Trainings and Workshops

  • The first step to support the national effort by PEPFAR Nigeria was the training of six in-country officers known as SLMTAns/SLMTA Auditors on SLMTA [8] concepts, procedure and field application organized by Center for Disease Control (CDC) Atlanta, USA Global AIDS Program (GAP) in February 2010 in South Africa for 2 weeks.

  • Practical implementation of Quality System Management (QSM) training was conducted in collaboration with Royal Tropical Institute (KIT) Biomedical Consultants, Netherlands in March 2010. A total of 24 participants including facility staff and FHI360 personnel were trained for 5 days.

  • Phase 1, 2 and 3 of SLMTA workshop [8] was held in Lagos; November 2010, Zaria; September 2011 and Abuja; July 2012. A total of 21 facility staff from FHI360 supported sites participated. The SLMTA workshop is unique in its approach and featured; task based curriculum with lots of activity, the training content was closely linked with the WHO AFRO checklist [11] with emphasis on improvement projects. The modules covered in the SLMTA curriculum are: productivity management, work area management, inventory management, procurement management, equipment management and maintenance, Quality assurance, specimen management, laboratory testing, test result reporting and documents & records.

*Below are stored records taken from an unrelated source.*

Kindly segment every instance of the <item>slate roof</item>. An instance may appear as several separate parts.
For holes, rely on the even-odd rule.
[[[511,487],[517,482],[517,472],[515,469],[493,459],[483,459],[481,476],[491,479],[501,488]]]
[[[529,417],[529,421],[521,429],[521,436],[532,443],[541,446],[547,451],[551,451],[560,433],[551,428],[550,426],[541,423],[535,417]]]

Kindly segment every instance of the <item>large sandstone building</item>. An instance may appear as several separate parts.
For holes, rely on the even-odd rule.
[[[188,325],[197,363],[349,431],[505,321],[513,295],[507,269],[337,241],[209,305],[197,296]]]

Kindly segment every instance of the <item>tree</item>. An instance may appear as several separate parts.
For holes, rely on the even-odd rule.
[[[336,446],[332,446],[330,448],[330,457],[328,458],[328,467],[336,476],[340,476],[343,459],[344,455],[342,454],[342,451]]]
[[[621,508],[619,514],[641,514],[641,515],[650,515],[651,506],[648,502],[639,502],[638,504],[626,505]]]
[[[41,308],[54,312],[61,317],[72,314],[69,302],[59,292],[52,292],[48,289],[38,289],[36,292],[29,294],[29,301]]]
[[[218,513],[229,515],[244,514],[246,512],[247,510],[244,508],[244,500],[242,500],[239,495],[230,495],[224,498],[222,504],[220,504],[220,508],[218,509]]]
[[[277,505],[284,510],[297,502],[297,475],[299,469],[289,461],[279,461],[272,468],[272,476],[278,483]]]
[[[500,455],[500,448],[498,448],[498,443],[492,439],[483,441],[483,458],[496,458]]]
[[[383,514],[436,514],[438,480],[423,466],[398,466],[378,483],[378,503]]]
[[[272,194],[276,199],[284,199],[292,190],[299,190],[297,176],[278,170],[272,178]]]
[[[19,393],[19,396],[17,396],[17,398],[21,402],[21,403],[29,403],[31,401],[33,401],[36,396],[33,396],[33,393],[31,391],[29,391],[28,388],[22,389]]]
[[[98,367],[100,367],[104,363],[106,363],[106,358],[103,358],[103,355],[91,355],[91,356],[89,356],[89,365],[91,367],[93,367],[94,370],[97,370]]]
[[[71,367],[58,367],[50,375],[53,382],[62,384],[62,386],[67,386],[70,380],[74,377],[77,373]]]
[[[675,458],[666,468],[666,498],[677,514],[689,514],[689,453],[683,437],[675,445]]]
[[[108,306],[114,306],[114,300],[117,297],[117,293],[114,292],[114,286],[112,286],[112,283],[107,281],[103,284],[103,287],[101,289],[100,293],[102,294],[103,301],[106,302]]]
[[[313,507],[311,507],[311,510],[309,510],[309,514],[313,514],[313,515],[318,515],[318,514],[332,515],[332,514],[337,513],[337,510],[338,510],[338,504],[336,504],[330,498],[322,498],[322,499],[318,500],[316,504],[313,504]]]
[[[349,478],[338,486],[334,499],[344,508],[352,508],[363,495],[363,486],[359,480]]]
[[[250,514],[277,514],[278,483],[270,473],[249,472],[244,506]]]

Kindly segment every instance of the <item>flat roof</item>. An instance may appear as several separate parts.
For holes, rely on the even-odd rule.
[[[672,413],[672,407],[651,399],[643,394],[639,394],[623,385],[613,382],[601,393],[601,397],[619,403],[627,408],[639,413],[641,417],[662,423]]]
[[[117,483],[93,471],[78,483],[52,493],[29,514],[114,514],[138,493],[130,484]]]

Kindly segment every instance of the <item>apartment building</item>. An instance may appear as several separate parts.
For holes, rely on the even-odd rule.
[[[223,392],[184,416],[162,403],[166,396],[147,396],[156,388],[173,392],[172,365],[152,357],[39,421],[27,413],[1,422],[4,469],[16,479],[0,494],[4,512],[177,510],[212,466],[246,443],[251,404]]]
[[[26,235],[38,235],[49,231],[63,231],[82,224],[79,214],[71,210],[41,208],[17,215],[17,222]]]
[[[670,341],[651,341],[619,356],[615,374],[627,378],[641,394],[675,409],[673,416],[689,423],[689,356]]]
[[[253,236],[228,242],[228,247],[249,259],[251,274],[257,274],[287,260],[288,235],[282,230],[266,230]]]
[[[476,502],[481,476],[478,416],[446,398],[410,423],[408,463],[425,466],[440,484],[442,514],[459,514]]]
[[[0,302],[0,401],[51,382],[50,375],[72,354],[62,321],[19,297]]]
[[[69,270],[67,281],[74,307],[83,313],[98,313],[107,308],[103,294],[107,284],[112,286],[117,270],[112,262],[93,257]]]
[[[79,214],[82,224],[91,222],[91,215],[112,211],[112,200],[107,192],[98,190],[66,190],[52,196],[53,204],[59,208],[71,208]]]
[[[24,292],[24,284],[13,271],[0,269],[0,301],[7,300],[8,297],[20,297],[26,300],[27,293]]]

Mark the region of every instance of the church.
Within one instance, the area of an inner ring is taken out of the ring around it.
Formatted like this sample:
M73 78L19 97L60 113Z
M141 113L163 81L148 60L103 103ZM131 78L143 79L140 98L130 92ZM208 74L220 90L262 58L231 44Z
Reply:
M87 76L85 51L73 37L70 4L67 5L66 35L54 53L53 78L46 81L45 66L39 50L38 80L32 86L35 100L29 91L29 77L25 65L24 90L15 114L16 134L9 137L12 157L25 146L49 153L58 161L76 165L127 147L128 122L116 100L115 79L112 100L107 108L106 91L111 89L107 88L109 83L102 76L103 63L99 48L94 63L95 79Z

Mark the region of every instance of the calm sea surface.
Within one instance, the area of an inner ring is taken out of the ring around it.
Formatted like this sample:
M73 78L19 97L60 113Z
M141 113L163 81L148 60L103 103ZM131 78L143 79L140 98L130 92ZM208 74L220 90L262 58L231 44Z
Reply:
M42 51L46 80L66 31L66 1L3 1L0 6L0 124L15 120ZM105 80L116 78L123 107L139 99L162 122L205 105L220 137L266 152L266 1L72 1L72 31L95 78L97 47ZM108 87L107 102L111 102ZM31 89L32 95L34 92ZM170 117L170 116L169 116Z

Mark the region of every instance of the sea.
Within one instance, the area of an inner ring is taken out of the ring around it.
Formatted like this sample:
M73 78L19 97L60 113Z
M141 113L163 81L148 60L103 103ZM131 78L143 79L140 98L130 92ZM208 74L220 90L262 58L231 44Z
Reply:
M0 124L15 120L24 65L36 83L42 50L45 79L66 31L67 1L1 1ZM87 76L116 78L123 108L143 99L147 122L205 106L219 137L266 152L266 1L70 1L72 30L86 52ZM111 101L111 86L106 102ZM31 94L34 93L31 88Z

  • QSM and ISO 15189 training was conducted in collaboration with FHI360 regional laboratory team in January/February 2011 for 50 persons including facility and FHI360 technical staff. Some areas for accreditation not adequately addressed by SLMTA were covered like quality control principles and practices, writing standard operating procedures, biologic safety, and quality assurance manager training.

  • FHI360 laboratory accreditation committee was formed comprising mainly facility quality officers and FHI360 state technical officers. The team met in a 5 day workshop to develop, review and harmonize policies, Standard Operating Procedures (SOPs), templates, worksheets, forms, quality and safety manual in compliance to the requirements of ISO 15189 standards.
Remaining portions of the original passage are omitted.